On est à la fois dans la logique et dans la poésie...
17
L'analyse est, je pense, en échec lorsque les possibilités
« poiétiques » d'un sujet restent lettre morte -
aussi bien chez le patient que chez l'analyste (j'insiste sur le fait
que la nomination, toujours provisoire, n'est pas le fait de l'analyste,
qui se prendrait alors pour Dieu, mais qu'elle surgit dans l'entre-
deux patient/analyste : elle nomme des « lieux » jusque-là
sans aucun repère, elle agit, je le répète, comme
inducteur de langage, comme attracteur, ou dans le sens d'un frayage,
d'un catalyseur d'invention, et jamais comme le nom de la « chose
» : il n'y a pas « d'Autre de l'Autre »).

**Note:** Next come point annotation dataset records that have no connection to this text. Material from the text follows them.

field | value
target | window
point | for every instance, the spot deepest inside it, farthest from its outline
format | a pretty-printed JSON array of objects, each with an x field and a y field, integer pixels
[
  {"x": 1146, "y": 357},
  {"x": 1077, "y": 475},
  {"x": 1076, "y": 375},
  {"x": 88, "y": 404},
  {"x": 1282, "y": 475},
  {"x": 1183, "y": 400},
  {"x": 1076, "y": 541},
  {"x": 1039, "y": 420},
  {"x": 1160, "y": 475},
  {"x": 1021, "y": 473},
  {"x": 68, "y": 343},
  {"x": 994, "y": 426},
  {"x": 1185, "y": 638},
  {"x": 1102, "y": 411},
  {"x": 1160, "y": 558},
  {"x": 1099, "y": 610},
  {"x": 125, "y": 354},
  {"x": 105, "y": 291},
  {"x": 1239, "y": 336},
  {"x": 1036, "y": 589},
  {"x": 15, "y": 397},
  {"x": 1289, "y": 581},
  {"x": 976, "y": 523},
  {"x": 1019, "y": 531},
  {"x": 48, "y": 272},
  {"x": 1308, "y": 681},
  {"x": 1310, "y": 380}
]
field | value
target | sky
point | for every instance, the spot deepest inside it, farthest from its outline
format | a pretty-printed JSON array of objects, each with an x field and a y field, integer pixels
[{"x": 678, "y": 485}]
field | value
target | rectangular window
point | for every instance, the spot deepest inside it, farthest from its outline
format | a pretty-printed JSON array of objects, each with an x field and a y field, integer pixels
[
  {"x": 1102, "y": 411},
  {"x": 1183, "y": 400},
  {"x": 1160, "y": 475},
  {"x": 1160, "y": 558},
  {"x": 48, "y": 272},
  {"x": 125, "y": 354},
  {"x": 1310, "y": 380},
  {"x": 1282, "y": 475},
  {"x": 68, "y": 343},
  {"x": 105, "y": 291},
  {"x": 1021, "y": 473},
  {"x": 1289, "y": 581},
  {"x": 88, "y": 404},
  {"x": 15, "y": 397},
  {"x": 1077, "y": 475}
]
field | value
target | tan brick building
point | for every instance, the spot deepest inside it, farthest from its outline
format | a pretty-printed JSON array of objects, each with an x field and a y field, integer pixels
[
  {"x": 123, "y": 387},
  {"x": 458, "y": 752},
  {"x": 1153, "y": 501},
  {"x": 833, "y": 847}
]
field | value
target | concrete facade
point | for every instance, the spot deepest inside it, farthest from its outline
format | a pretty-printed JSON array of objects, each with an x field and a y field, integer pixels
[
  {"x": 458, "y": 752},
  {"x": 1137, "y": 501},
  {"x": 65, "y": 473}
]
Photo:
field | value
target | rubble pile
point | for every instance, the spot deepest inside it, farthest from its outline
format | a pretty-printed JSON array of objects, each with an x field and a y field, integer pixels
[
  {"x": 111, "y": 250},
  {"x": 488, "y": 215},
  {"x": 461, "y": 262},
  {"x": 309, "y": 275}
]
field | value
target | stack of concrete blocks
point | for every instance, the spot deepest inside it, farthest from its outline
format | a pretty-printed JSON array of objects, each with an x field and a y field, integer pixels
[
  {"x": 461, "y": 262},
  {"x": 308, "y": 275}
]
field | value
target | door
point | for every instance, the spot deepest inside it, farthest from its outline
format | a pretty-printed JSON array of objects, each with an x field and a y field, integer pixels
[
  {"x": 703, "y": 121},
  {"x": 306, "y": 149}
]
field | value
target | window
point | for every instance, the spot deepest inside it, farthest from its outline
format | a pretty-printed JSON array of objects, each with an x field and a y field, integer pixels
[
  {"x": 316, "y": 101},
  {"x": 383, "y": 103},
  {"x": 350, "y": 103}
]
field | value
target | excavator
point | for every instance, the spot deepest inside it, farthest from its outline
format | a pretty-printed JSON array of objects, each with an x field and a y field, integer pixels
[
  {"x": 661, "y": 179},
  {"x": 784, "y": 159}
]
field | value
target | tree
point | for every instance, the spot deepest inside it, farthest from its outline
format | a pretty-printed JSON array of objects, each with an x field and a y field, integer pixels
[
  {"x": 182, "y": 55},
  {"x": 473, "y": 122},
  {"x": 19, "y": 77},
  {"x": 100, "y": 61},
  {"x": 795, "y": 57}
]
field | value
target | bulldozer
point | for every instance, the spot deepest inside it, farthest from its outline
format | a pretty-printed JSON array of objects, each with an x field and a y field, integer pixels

Or « nommer », au sens que je viens de préciser,
suppose l'existence d'une fonction liée à ce que Lacan
a appelé les « Noms-du-Père », fonction de
nouage ou encore de « sinthôme », si l'on se réfère
à ses dernières avancées théoriques, - extrêmement
puissantes.18 On est loin de l'idéologie du « moi fort
» supposé à l'analyste auquel il faudrait s'identifier,
comme à un gourou, pour « guérir », idéologie
reprise, on pouvait s'en douter, par bien des écoles américaines
-
Un mot à propos du « surmoi », terme proposé
par Freud et bien connu19, pour en préciser la portée
que lui a donnée Lacan ; il le résume d'un impératif
lié à la pulsion de mort : « Jouis et crève
», ce qu'illustrent, par exemple, les conduites addictives (telles
que la boulimie, les toxicomanies.). C'est, ici encore, la fonction
du « Nom-du-Père », comme opérateur logique,
qui fera arrêt à la puissance mortifère du surmoi
- à la condition toutefois que cette fonction soit opératoire
chez un sujet.
Et c'est bien là la question. Cet opérateur vient en effet
signifier, marquer, la différence comme telle : impossible dès
lors d'être le même que l'autre - seulement le semblable
; impossible d'être les deux sexes à la fois ; impossible
d'être tout-puissant ou dans l'absolu ; impossible d'être
le père de son père dans la généalogie,
ni la mère de sa mère, d'être sa propre référence,
ou d'être l'amant(e) de sa mère (ce que les analystes appellent
l'interdit de l'inceste et la castration).
C'est, bien sûr, en s'appuyant sur ces différents points
que vont fonctionner les tenants de l'ordre moral et tous les intégrismes
: quel pouvoir se prive de faire miroiter la jouissance (différente
du plaisir qui contient sa propre limite) en la contrôlant et
en la dérivant à son profit ? Le cirque des Romains,.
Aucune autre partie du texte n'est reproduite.